The Journal says “The White House’s corporate-tax suggestion wasn’t specific” but that “White House officials, in making the suggestion, cited a corporate-tax plan the administration unveiled in February.” The plan the White House outlined earlier this year, if you don’t recall, was to lower the corporate tax rate from 35 percent to 28 percent while closing corporate tax loopholes to a degree that enough revenue is raised to offset the rate reduction.
So you can immediately see the first problem with Obama’s proposal—since it’s revenue-neutral, it asks corporate America to contribute nothing to a final deficit reduction passage.
Citizens for Tax Justice immediately flagged Obama’s revenue-neutral plan as problematic when the White House released it earlier this year. CEOs like to whine that the statutory corporate tax rate in America of 35 percent is the highest in the world, but CTJ studied the Fortune 500 companies that had profits in each of the past three years and found that their average effective tax rate was actually just 18.5 percent, thanks to a variety of loopholes, exemptions, and offshoring.
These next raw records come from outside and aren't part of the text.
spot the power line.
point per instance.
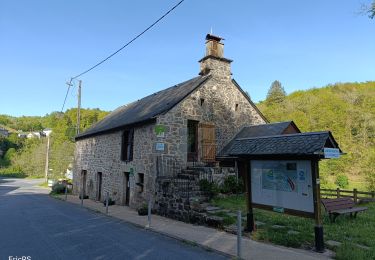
(128, 43)
(67, 92)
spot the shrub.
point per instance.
(58, 188)
(230, 185)
(210, 188)
(342, 181)
(13, 171)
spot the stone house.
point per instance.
(183, 126)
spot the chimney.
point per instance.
(214, 62)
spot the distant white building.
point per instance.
(4, 132)
(47, 131)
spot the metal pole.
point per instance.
(47, 159)
(79, 107)
(149, 213)
(239, 233)
(106, 202)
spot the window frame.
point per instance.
(127, 145)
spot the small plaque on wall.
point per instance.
(160, 146)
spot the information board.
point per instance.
(282, 184)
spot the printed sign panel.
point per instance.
(160, 131)
(159, 146)
(282, 184)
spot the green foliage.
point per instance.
(13, 172)
(230, 185)
(348, 111)
(349, 231)
(342, 181)
(276, 94)
(31, 153)
(58, 188)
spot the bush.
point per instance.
(13, 171)
(342, 181)
(230, 185)
(210, 188)
(58, 188)
(110, 202)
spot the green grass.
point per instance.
(12, 175)
(43, 184)
(350, 232)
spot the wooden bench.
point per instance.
(336, 207)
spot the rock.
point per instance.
(232, 229)
(214, 221)
(278, 227)
(333, 243)
(259, 223)
(363, 247)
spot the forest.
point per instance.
(345, 109)
(23, 157)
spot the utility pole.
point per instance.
(79, 107)
(47, 157)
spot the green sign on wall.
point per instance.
(160, 130)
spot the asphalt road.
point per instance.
(35, 225)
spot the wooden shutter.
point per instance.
(208, 142)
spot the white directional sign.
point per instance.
(331, 153)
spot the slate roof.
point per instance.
(145, 109)
(300, 144)
(265, 129)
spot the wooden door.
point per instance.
(208, 142)
(126, 194)
(99, 188)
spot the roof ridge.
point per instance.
(284, 135)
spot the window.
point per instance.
(141, 181)
(192, 140)
(127, 145)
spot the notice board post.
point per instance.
(318, 229)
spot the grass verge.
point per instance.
(357, 235)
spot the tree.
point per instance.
(276, 93)
(372, 10)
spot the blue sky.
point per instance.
(302, 44)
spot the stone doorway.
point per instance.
(99, 188)
(126, 189)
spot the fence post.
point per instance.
(66, 192)
(239, 233)
(106, 202)
(149, 213)
(355, 196)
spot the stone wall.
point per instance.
(224, 105)
(102, 153)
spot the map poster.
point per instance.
(279, 176)
(282, 184)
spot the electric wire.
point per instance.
(128, 43)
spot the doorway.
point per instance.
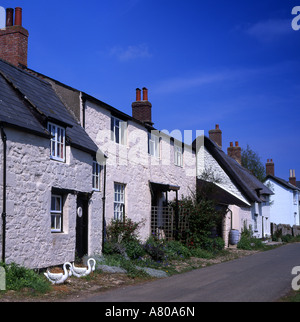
(82, 226)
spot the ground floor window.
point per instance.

Thirty of those corporations had negative tax rates, meaning they actually got money from the Treasury over that three-year period.
CTJ thus concluded “The first goal of corporate tax reform should be to increase the overall amount of tax revenue collected from U.S. corporations.” But Obama’s plan doesn’t do that.
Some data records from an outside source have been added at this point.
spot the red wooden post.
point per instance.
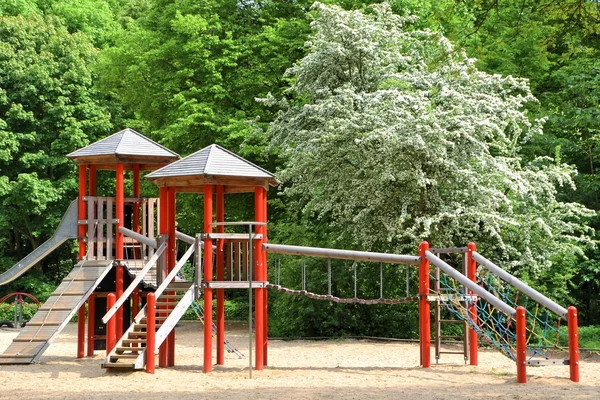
(150, 332)
(119, 293)
(521, 345)
(220, 277)
(266, 276)
(573, 344)
(163, 229)
(424, 312)
(136, 194)
(135, 307)
(111, 326)
(81, 209)
(81, 332)
(82, 252)
(259, 308)
(91, 327)
(171, 261)
(120, 204)
(472, 275)
(208, 192)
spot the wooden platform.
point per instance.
(56, 312)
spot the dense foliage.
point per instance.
(390, 132)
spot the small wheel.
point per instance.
(7, 324)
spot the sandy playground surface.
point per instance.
(348, 369)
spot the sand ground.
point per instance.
(348, 369)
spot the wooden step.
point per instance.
(115, 357)
(118, 365)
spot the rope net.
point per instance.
(544, 336)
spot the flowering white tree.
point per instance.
(394, 137)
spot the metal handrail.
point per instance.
(140, 238)
(481, 292)
(134, 284)
(520, 285)
(174, 271)
(341, 254)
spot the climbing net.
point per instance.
(544, 335)
(348, 272)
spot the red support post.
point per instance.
(81, 332)
(472, 275)
(424, 312)
(136, 194)
(171, 261)
(266, 292)
(120, 204)
(164, 230)
(150, 332)
(259, 308)
(119, 292)
(208, 272)
(521, 345)
(81, 209)
(220, 276)
(573, 344)
(111, 325)
(91, 327)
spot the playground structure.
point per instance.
(128, 266)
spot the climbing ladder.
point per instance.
(56, 312)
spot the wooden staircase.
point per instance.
(130, 351)
(56, 312)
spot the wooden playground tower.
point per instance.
(212, 171)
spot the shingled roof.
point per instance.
(128, 147)
(213, 165)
Worse, his plan would quite likely give the corporations an even lower final tax bill once it’s implemented—or rather, not implemented. Obama’s corporate tax plan suffers from the same problems as Romney’s income tax plan: it lowers rates, which is immediate and likely permanent, but doesn’t actually specify enough loopholes to make up the revenue. CTJ studied Obama’s February proposal and found that is specified only about a fourth of the loopholes that needed to be closed in order to offset the rate reductions and “only gives vague suggestions” about where the other 75 percent of the revenue would come from.
It’s quite likely that corporate America and its allies in Congress would fight mightily and successfully to preserve their special tax benefits, and this same Journal story notes that when Obama released his earlier corporate tax plan, “Many [business groups] were supportive of the proposal to lower rates but worried about which industries might get hurt by an accompanying elimination of tax breaks.”